飯高壇林

日本寺の紫陽花へ

飯高壇林は旧八日市場市(現匝瑳市)の東総広域農道から谷地に向かい真っ直ぐ入った行く道の奥にある。
飯高寺は日蓮宗のお寺である。
このお寺は普通、飯高壇林と呼ばれている。
由緒は天正元年(1573)要行院日統が八日市場市飯塚の光福寺に学室を開設が檀林の前身とされる。
その後に京都から教蔵院日生を招き、天正7年土地の有力者,平山刑部の後援をえて学室を当地の妙福寺に移す、
これが飯高檀林の発祥であると書かれている。僧侶の教育と宗学を研究を目的として開設され,
翌年(1580)には現在の土地に移っている。壇林とは栴檀林(せんだんりん)の略である。

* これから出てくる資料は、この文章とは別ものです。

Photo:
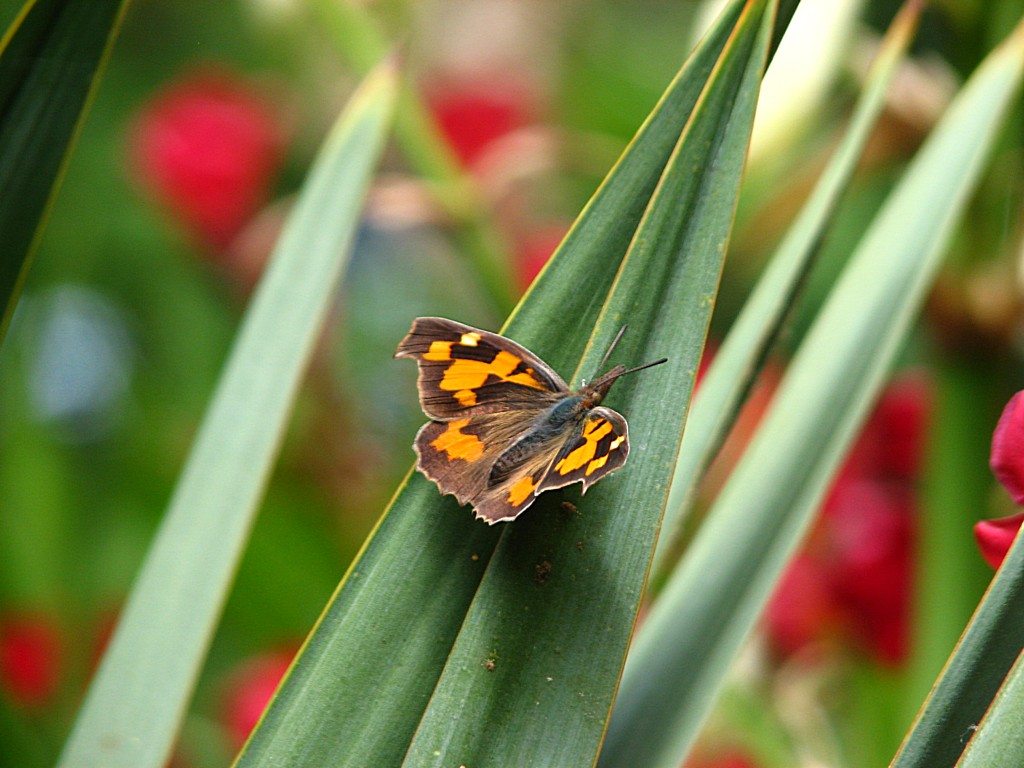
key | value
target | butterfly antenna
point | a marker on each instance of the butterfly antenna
(646, 365)
(611, 346)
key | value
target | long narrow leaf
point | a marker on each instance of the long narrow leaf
(358, 690)
(50, 62)
(557, 641)
(999, 740)
(134, 706)
(695, 629)
(731, 373)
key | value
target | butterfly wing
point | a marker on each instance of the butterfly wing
(599, 446)
(468, 372)
(470, 458)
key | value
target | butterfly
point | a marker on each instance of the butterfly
(504, 425)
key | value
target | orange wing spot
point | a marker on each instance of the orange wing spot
(464, 374)
(601, 461)
(521, 491)
(592, 433)
(439, 350)
(466, 397)
(457, 443)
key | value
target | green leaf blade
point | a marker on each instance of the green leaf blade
(984, 656)
(537, 664)
(133, 710)
(343, 702)
(716, 595)
(732, 371)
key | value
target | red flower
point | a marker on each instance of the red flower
(803, 609)
(30, 658)
(248, 691)
(472, 116)
(995, 537)
(208, 147)
(1008, 448)
(535, 251)
(854, 578)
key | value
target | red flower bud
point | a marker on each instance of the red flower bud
(1008, 448)
(249, 690)
(474, 116)
(30, 658)
(995, 537)
(208, 147)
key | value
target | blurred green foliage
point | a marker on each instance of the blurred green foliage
(126, 321)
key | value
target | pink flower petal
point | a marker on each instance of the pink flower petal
(995, 537)
(31, 658)
(1008, 448)
(249, 689)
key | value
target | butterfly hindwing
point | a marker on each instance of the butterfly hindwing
(465, 371)
(598, 448)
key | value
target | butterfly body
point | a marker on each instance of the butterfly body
(504, 425)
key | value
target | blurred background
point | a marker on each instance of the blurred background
(204, 125)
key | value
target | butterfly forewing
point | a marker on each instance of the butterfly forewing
(505, 427)
(465, 371)
(460, 457)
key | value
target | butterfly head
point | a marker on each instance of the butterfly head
(598, 389)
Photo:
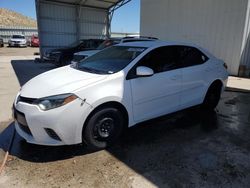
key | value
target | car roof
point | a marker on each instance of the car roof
(156, 43)
(159, 43)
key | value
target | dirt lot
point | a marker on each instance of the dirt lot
(191, 148)
(17, 51)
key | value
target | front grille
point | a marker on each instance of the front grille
(26, 100)
(52, 134)
(21, 120)
(25, 128)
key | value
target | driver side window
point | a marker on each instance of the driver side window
(161, 59)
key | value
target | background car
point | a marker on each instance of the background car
(1, 42)
(109, 42)
(18, 40)
(63, 56)
(34, 42)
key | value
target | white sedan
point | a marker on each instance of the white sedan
(93, 100)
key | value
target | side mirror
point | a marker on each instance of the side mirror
(143, 71)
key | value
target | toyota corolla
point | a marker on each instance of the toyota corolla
(92, 101)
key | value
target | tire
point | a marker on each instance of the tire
(212, 97)
(103, 128)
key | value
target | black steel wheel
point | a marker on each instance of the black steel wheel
(212, 97)
(103, 128)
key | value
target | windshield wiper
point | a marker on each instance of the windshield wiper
(87, 69)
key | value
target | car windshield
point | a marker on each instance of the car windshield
(110, 60)
(107, 43)
(18, 37)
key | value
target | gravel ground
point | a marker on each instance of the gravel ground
(191, 148)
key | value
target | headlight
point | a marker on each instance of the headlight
(56, 101)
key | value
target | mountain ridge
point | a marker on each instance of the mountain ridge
(13, 19)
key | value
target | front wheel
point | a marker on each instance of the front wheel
(103, 128)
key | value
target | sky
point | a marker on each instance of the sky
(125, 19)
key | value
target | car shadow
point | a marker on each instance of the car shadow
(153, 131)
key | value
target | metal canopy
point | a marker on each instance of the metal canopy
(101, 4)
(61, 22)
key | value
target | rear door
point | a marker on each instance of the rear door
(194, 84)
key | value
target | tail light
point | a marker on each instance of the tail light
(225, 65)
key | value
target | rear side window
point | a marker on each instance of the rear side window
(161, 59)
(190, 56)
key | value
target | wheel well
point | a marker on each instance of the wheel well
(217, 84)
(114, 104)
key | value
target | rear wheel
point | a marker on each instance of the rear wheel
(103, 128)
(212, 97)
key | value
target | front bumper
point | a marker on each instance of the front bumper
(59, 126)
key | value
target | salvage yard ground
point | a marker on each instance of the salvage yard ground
(191, 148)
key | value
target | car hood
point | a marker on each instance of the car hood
(87, 53)
(58, 81)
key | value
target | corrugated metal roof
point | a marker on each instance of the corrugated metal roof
(103, 4)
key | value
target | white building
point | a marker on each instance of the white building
(221, 26)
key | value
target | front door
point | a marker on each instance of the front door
(158, 94)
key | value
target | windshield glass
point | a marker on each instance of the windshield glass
(18, 37)
(107, 43)
(110, 60)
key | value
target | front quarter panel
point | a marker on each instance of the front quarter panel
(114, 88)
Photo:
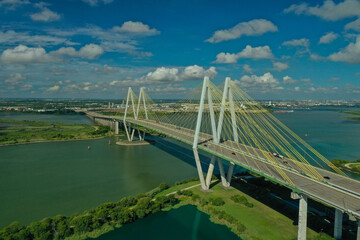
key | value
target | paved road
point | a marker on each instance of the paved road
(338, 191)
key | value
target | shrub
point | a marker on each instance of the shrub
(163, 186)
(240, 227)
(242, 200)
(217, 201)
(195, 197)
(204, 202)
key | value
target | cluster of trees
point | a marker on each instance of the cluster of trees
(242, 200)
(223, 216)
(127, 210)
(101, 130)
(341, 163)
(186, 181)
(217, 213)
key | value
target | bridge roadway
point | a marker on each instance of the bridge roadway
(340, 192)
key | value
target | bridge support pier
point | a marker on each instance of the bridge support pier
(230, 171)
(338, 224)
(222, 173)
(199, 168)
(116, 128)
(302, 214)
(210, 172)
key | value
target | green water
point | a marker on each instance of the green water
(46, 179)
(43, 117)
(328, 132)
(184, 223)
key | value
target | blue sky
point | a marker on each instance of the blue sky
(98, 48)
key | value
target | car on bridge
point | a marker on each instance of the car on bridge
(276, 155)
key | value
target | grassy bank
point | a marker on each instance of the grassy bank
(94, 222)
(17, 132)
(353, 167)
(244, 215)
(357, 113)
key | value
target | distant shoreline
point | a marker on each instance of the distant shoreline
(63, 140)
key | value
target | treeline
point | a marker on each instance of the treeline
(14, 131)
(355, 168)
(114, 214)
(208, 205)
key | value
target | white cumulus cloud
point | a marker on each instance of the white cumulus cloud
(89, 51)
(12, 4)
(303, 42)
(105, 69)
(289, 80)
(96, 2)
(247, 68)
(350, 54)
(254, 27)
(197, 72)
(355, 25)
(328, 38)
(53, 88)
(45, 15)
(256, 53)
(265, 82)
(136, 27)
(329, 10)
(279, 66)
(23, 54)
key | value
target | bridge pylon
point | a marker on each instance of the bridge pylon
(130, 99)
(216, 132)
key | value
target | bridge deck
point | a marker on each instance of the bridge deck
(340, 192)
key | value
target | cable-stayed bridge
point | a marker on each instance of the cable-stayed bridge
(231, 126)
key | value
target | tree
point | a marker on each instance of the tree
(163, 186)
(82, 224)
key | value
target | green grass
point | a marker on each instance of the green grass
(351, 112)
(177, 188)
(261, 221)
(13, 132)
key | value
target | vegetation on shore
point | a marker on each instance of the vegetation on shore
(14, 132)
(352, 113)
(353, 167)
(94, 222)
(244, 215)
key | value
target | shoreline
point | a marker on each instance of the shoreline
(48, 141)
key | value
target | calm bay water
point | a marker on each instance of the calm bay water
(43, 117)
(183, 223)
(46, 179)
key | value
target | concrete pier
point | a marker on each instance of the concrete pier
(338, 224)
(302, 223)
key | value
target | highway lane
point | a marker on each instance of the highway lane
(339, 191)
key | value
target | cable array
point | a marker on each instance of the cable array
(246, 127)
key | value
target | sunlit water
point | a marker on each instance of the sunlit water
(184, 223)
(46, 179)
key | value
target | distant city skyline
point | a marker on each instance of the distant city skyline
(98, 48)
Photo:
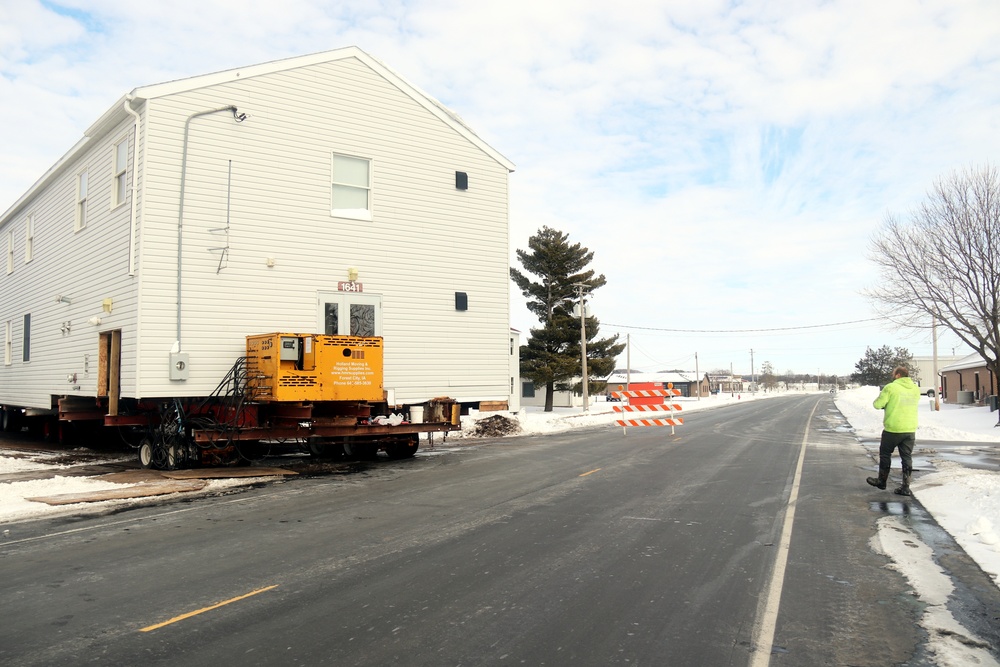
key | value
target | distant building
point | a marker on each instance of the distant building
(686, 381)
(925, 368)
(968, 374)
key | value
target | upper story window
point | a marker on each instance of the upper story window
(29, 238)
(119, 188)
(81, 202)
(351, 187)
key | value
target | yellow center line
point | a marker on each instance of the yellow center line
(202, 611)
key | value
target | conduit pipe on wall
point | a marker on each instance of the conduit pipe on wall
(180, 209)
(135, 180)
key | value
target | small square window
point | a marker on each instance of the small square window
(350, 187)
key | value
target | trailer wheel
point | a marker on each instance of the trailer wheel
(404, 448)
(146, 453)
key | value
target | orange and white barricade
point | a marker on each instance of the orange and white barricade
(657, 418)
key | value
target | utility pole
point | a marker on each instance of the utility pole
(697, 375)
(583, 343)
(628, 361)
(937, 398)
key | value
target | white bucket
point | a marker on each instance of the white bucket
(416, 414)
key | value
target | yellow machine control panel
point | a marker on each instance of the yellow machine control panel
(314, 367)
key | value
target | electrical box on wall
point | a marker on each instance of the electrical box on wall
(289, 348)
(179, 366)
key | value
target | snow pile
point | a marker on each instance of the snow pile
(964, 501)
(952, 423)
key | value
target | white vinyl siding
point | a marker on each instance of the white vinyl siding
(119, 185)
(84, 269)
(350, 187)
(29, 238)
(80, 220)
(424, 240)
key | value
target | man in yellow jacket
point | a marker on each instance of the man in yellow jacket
(899, 399)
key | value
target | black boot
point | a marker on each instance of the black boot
(878, 482)
(904, 488)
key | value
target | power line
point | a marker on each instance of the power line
(811, 326)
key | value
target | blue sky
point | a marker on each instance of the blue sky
(727, 162)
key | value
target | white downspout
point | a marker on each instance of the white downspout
(135, 183)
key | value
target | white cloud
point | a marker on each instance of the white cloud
(742, 152)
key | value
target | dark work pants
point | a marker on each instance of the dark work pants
(890, 441)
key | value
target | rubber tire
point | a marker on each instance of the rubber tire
(146, 453)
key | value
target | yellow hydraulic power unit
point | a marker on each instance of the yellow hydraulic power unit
(314, 367)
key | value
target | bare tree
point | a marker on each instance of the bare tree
(943, 263)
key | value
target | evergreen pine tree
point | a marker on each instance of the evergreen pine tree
(551, 357)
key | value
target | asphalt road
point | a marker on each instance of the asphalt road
(585, 548)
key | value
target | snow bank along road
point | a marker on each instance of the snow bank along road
(586, 547)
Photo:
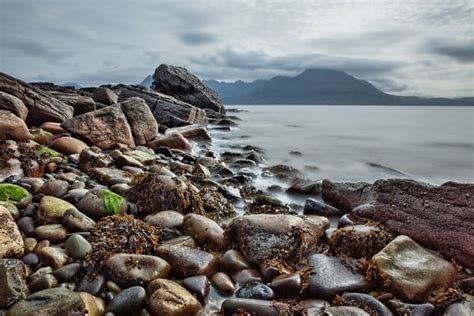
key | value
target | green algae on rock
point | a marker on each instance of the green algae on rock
(12, 192)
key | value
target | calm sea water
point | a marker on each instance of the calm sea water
(361, 143)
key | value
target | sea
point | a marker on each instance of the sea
(433, 144)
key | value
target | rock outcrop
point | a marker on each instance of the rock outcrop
(179, 83)
(167, 110)
(439, 217)
(42, 106)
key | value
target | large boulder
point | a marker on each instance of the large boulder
(11, 103)
(181, 84)
(103, 128)
(42, 106)
(167, 110)
(13, 127)
(439, 217)
(142, 122)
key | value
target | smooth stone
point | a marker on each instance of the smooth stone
(53, 256)
(11, 242)
(313, 206)
(77, 246)
(366, 300)
(144, 269)
(206, 232)
(50, 302)
(413, 272)
(13, 282)
(233, 261)
(168, 298)
(45, 282)
(93, 286)
(67, 273)
(165, 219)
(330, 277)
(56, 188)
(198, 286)
(287, 285)
(52, 232)
(245, 276)
(223, 283)
(127, 301)
(255, 290)
(242, 306)
(75, 220)
(186, 261)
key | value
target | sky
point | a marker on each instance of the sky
(405, 47)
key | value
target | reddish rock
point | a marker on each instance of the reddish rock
(438, 217)
(103, 128)
(68, 145)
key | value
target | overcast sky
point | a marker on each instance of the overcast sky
(403, 47)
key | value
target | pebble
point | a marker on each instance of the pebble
(77, 246)
(127, 301)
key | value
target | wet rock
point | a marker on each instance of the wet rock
(129, 269)
(359, 241)
(67, 273)
(330, 277)
(12, 279)
(53, 256)
(369, 302)
(77, 246)
(233, 260)
(174, 141)
(411, 271)
(68, 145)
(74, 220)
(52, 209)
(263, 236)
(105, 96)
(287, 285)
(168, 298)
(312, 206)
(440, 217)
(50, 302)
(343, 196)
(13, 127)
(198, 286)
(11, 103)
(255, 290)
(42, 107)
(51, 232)
(103, 128)
(93, 286)
(187, 261)
(143, 124)
(206, 232)
(128, 301)
(45, 282)
(236, 306)
(165, 219)
(11, 242)
(223, 283)
(179, 83)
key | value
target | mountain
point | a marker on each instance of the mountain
(318, 86)
(147, 82)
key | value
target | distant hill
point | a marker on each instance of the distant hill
(318, 86)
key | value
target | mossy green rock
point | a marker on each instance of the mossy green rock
(52, 209)
(13, 192)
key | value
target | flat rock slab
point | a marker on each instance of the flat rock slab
(439, 217)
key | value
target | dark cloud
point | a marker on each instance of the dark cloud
(201, 38)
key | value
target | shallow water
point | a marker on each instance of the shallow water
(361, 143)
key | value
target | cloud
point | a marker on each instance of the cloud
(195, 38)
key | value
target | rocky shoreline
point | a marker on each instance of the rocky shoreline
(114, 202)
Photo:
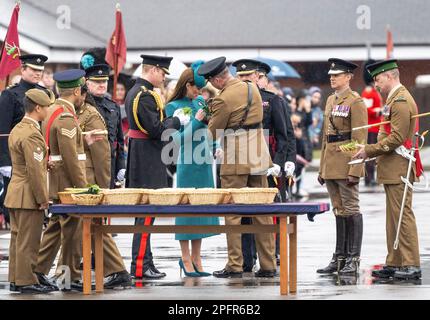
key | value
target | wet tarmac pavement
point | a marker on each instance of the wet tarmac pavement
(315, 247)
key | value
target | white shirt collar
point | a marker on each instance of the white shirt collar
(393, 90)
(35, 122)
(68, 103)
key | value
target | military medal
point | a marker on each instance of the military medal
(386, 111)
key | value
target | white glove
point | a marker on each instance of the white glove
(6, 171)
(289, 168)
(121, 175)
(183, 118)
(219, 153)
(274, 171)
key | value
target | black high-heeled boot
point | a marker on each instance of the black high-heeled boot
(337, 262)
(355, 237)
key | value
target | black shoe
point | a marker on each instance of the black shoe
(265, 273)
(409, 272)
(352, 266)
(13, 287)
(224, 273)
(155, 270)
(34, 289)
(118, 280)
(78, 286)
(43, 280)
(385, 273)
(247, 268)
(150, 274)
(336, 263)
(346, 280)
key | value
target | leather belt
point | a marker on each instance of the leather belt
(338, 137)
(248, 127)
(137, 134)
(81, 157)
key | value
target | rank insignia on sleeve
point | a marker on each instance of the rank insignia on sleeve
(68, 133)
(38, 156)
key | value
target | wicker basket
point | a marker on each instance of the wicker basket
(87, 199)
(207, 196)
(227, 196)
(185, 199)
(145, 196)
(166, 196)
(349, 153)
(66, 197)
(253, 195)
(76, 190)
(122, 196)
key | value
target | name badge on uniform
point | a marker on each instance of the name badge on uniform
(340, 111)
(386, 111)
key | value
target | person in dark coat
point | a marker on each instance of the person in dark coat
(145, 166)
(12, 112)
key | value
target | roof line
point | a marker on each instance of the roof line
(276, 47)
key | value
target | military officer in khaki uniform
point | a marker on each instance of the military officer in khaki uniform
(344, 110)
(238, 106)
(64, 139)
(28, 194)
(403, 263)
(98, 168)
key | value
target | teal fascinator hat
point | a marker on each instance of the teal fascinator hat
(199, 80)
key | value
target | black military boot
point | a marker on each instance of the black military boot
(338, 260)
(354, 229)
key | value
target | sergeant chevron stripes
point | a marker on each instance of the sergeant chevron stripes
(38, 156)
(68, 133)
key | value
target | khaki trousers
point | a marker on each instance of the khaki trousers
(407, 253)
(265, 242)
(64, 232)
(26, 230)
(344, 198)
(112, 260)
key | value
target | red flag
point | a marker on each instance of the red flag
(116, 50)
(390, 44)
(9, 58)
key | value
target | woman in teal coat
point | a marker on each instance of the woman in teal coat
(194, 164)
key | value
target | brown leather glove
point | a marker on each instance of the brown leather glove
(352, 181)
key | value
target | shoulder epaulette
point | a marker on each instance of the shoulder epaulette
(269, 92)
(400, 99)
(66, 115)
(12, 86)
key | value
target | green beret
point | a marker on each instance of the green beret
(41, 97)
(382, 66)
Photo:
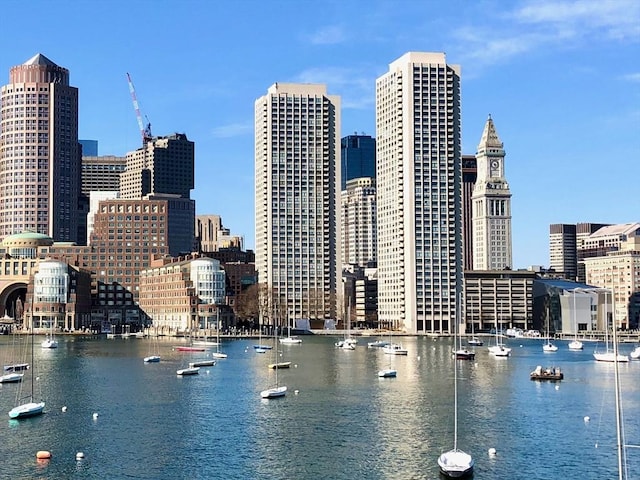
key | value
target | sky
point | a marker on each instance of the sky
(561, 80)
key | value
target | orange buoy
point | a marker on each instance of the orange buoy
(43, 455)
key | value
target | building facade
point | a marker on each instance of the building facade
(419, 176)
(297, 168)
(39, 151)
(162, 165)
(358, 158)
(491, 205)
(359, 222)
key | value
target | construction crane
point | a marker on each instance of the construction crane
(145, 131)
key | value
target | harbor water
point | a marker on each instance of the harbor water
(133, 420)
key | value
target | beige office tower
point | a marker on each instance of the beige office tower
(491, 205)
(297, 199)
(39, 151)
(419, 177)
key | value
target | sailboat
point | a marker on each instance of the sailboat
(154, 356)
(277, 390)
(499, 349)
(50, 341)
(455, 463)
(474, 341)
(218, 353)
(291, 340)
(575, 344)
(549, 346)
(610, 354)
(30, 408)
(460, 352)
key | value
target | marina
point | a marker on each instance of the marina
(99, 393)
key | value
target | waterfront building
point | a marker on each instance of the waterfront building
(102, 173)
(358, 158)
(617, 270)
(39, 151)
(359, 226)
(62, 291)
(499, 297)
(297, 168)
(211, 235)
(162, 165)
(182, 294)
(419, 204)
(469, 176)
(491, 205)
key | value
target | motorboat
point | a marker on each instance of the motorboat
(274, 392)
(395, 349)
(387, 373)
(576, 345)
(188, 371)
(552, 374)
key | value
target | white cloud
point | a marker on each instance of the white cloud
(232, 130)
(329, 35)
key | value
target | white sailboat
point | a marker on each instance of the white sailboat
(218, 353)
(575, 344)
(499, 349)
(610, 354)
(277, 390)
(30, 408)
(455, 463)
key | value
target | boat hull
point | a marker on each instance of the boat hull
(27, 410)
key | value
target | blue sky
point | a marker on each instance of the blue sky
(561, 80)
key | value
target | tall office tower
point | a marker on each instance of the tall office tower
(89, 148)
(491, 205)
(359, 231)
(297, 168)
(211, 235)
(358, 158)
(469, 176)
(161, 165)
(419, 177)
(39, 151)
(101, 174)
(563, 256)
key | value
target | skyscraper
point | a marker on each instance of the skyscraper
(359, 231)
(161, 165)
(419, 176)
(39, 151)
(491, 205)
(297, 168)
(358, 158)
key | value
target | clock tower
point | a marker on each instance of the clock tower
(491, 205)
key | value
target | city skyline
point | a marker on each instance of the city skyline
(553, 75)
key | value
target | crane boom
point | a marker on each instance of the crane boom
(145, 131)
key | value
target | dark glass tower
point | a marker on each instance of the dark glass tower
(358, 158)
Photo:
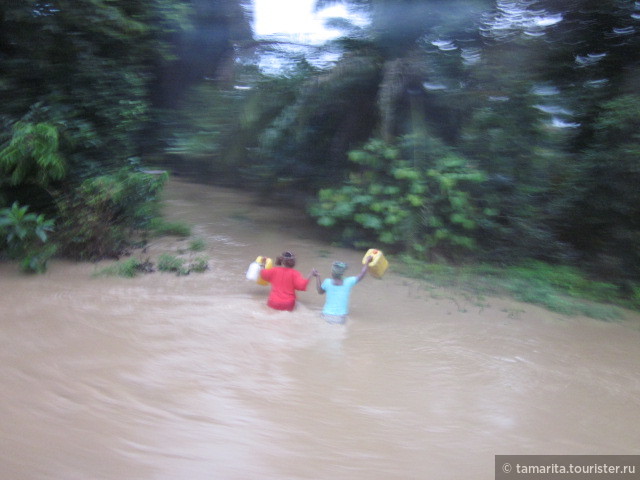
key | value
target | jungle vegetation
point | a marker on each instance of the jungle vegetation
(490, 132)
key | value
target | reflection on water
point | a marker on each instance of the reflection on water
(165, 377)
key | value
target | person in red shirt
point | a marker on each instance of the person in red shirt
(285, 280)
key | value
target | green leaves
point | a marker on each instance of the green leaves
(32, 155)
(403, 206)
(26, 235)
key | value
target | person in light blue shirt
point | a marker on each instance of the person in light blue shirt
(338, 290)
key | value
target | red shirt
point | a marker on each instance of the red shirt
(284, 282)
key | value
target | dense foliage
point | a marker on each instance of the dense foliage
(83, 85)
(493, 130)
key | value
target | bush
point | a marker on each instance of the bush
(25, 236)
(169, 263)
(160, 227)
(422, 205)
(106, 214)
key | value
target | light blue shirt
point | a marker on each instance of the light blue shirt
(337, 302)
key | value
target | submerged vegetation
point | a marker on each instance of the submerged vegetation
(464, 135)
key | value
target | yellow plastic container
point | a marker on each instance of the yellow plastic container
(268, 264)
(378, 265)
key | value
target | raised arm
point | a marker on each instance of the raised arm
(318, 282)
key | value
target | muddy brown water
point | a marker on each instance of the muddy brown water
(167, 377)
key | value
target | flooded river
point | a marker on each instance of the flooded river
(194, 377)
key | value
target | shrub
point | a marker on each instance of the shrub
(422, 205)
(105, 214)
(160, 227)
(170, 263)
(26, 237)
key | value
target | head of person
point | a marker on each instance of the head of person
(287, 259)
(338, 269)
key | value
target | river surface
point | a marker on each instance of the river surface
(193, 377)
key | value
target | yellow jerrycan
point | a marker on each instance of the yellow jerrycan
(268, 264)
(378, 265)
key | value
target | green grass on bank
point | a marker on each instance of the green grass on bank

僧侶の集まりを栴檀の林にたとえ、学問の寺であるこの地に集まる僧侶の姿を尊称するとともに
仏教の学問所を意味している。
駐車場から登って行く道からはまず最初に講堂の側面が見える。九間、六間の大きなお堂である。
学問所であるこのお寺は現代の日蓮宗の大学・立正大学の前身でもある。
立正大学の案内には「立正大学の源流は、教蔵院日生が学徒の教育と日蓮宗学・仏教学の研究を目的として、
下総国飯高郷(千葉県八日市場市飯高)に開設した飯高壇林(いいだかだんりん)に求めることができます。」
と記されている。
このことから飯高壇林は日本で一番古い大学であると言える。
この講堂は慶安3年火災にあい焼失し、慶安4年(1651)に13世寿量院日祐のとき再建された。
江戸時代初期にふさわしく、側面の虹梁を見ると彫られている蔓の線も細く、その曲線も円に近い。
また、彫りも浅く、奇麗である。中央の部分にある虹梁は絵様のある挿し肘木の上に乗り、
蔓の形も違うが側面と同じように彫りも浅く、鋭い。 
講堂の前二間分は大きな吹き抜けとなっており、建具は付けられていない。
この広い空間で多くの僧侶が議 論を交わし、お経の勉強をしていたのだと思う。
壇林としての地位は教育委員会の資料によると「法華宗学徒の教育機関(檀林)は主に
関東,関西方面に創立されていきましたが飯高檀林がその中にしめる地位は,
檀林間の編入学の取り扱いに明確に示されています。
それによると,下総の中村檀林(現在多古町南中)の止観部(大学院程度)から転入した場合は,
一過程下の文句部の最末に編入され,また関西の諸檀林から転入してくると教授格の者でも
助手格まで落とされています。
以上のことから数ある諸檀林のうちでもその優位性は,はっきりと示され,法華宗の中における最高で
最大の学問機関として位置づけることができます。」とある。
学問所としての地位も高 かったのだと思う。